Bis-pyrazolone-based dysprosium(iii) complexes: zero-field single-molecule magnet behavior in the [2 × 2] grid Dy III4 cluster

Abstract

We assembled two new Dy(III) compounds, [Dy₄(L1)₄(OH)₄]·2CH₃OH (1) and [Dy₂(L2)₂(HL2)₂(CH₃CN)₂]N(C₂H₅)₃ (2) (where H₂L1 and H₂L2 are methyl- and p-tolyl-substituted ligands, respectively) using bis-pyrazolone carbohydrazide-based multi-dentate hydrazone ligands. Structurally, the ligands coordinated with the Dy(III) spin centers in eight coordination environments in two ways. While four deprotonated L1 ligands with carbonyl oxygen (μ₂-O_carbonyl) and four hydroxyl (μ₂-OH⁻) as bridging motifs afforded [2 × 2] grid 1 with un-symmetric adjacent centers, the two partially deprotonated HL2 and two deprotonated L2 ligands, as well as two coordinated solvents, afforded defected helicate-like compound 2 with symmetric adjacent centers.
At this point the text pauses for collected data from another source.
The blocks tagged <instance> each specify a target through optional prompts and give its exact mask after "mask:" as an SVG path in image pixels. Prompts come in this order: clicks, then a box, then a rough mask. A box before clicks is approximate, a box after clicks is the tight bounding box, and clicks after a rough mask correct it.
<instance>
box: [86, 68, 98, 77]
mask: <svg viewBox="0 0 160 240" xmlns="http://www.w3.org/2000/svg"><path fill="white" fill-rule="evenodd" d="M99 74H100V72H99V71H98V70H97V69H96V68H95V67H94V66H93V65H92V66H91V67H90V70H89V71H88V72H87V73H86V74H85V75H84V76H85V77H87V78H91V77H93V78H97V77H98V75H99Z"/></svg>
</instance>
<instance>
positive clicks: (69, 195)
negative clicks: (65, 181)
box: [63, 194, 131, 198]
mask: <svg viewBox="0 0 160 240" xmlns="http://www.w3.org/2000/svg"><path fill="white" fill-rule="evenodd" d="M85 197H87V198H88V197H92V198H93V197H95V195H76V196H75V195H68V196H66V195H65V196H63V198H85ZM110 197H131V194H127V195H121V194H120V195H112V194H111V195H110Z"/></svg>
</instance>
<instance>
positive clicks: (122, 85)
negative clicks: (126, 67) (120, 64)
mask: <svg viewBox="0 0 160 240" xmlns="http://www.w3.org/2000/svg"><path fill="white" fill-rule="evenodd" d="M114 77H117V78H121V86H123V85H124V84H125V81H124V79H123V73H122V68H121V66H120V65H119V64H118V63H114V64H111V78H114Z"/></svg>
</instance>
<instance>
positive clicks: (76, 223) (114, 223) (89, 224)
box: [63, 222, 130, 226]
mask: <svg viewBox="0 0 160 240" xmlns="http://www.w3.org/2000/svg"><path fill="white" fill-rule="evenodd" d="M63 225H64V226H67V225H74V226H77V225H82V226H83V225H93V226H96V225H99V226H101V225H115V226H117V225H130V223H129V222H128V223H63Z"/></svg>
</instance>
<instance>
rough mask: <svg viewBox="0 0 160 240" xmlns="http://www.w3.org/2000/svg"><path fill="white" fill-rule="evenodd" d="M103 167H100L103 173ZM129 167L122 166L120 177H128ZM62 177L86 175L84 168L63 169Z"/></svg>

Interestingly, the p-tolyl-substituted ligand generates di-nuclear compound 2 with C_2v symmetry, while the methyl-substituted ligand produces tetra-nuclear compound 1 with D_2d symmetry. Magnetic analyses revealed that compound 1 exhibited a zero-field single-molecule magnet (SMM) behavior with a temperature-dependent multi-step relaxation of the magnetization consistent with the presence of independent centers with slightly different coordination geometries owing to the asymmetric μ₂-O_carbonyl and μ₂-OH⁻ bridging motifs. However, the absence of the above bridging motifs, as well as the involvement of an extra third anionic pyrazolone oxygen (O_pyrazolone) and solvents in the coordination environment creating centrosymmetric centers, led to magnetically unfavorable conditions that exhibit slow magnetic relaxation under zero applied field in compound 2.